Peristiwa tragedi yang terjadi pada tanggal 30 september tahun 1965, dan beliau merupakan pahlawan Revolusi atas gugurnya mereka di beli gelar Anumerta, menyisakan luka yang dalam dan menyimpan seribu teka-teki yang kini masih dalam perbincangan siapa dalang pergerakan G30S PKI, sehingga terjadinya perdebatan antara sejarahwan tentang kejadian di massa itu, karena sejarah-sejarah yang di tuliskan juga film yang pernah di tayangkan ketika zaman orde baru merupakan suatu keharusan untuk di tayangkan di televisi di setiap tahunnya untuk mengenang peristiwa G30S PKI, dan sebagian ada yang berpendapat bahwa film itu demi untuk menguatkan kekuasaan Orde Baru di massa itu dengan cara sedikit di dramatisir tentang kejadian itu, meskipun sebenarnya itu terjadi tetapi tidak sesuai dengan yang di tayangkan yang terlihat terlalu keji dari kejadian sesungguhnya.
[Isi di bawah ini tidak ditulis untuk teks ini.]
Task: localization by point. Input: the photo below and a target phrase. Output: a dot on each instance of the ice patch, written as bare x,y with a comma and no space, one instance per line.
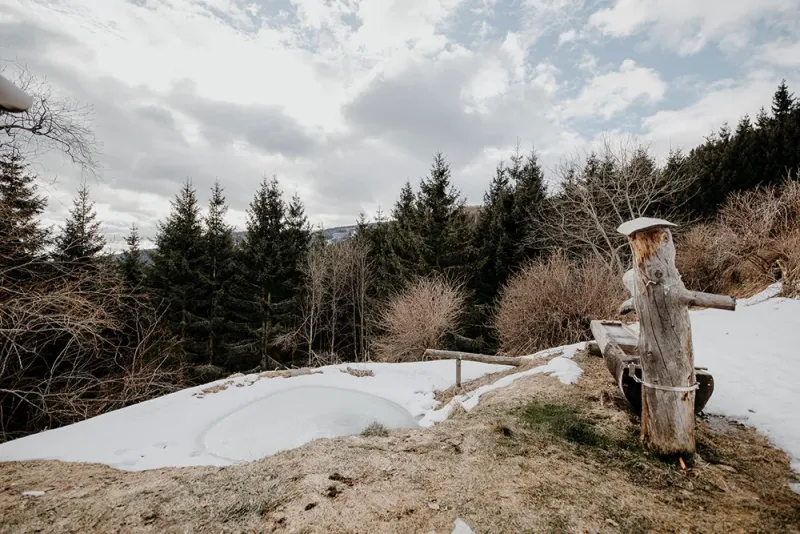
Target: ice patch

Cerita dusta untuk menguatkan rezim orde baru banyak yang membongkar oleh sejarahwan dengan berbagai sangkalan guna untuk meluruskan sebenarnya yang terjadi pada 30 september tahun 1965 dengan berbagai fakta yang masuk akal dan valid sehingga terjadinya penutupan film G30S PKI, yang menyebutkan bahwa film tersebut merupakan film demi untuk menguatkan rezim orde baru dan untuk melemahkan orde lama, dengan memperlihatkan betapa kejinya gerakan pada tanggal 30 september 1965 terhadap para jendral, dan memperlihatkan para Gerwani yang ikut dalam aksi penyiksaan tersebut.

Pada zaman sekarang banyak isu di takutkan tumbuhnya kembali PKI (Partai Komunis Indonesia), yang belakangan ini sering diperbicangakan di media sosial juga lingkungan sosial, dan menjadi perdebatan yang menarik sehingga banyak yang mensosialisasikan bahayanya faham komunisme tersebut jika tumbuh kembali di negeri ini.

Guna menghindari terjadinya faham komunisme tumbuh kembali di negeri ini, apakah film tersebut perlu di tayang ulangkembali?......., atau membuat film versi baru tentang bahayanya faham komunisme jika tumbuh kembali di negeri ini?,..........., mungkin ada sesuatu yang mengganjal bagaimana sesungguhnya pada waktu itu terjadi sehingga banyak pendapat yang berbeda-beda, dan ini perlu ada pelurusan para ahli sejarah dengan berbagai fakta sebelum para saksi hidup meninggalkan kita dan berbagai tulisan-tulisan yang di anggap valid sesuai dengan kejadian yang sesungguhnya pada tragedi G30S PKI.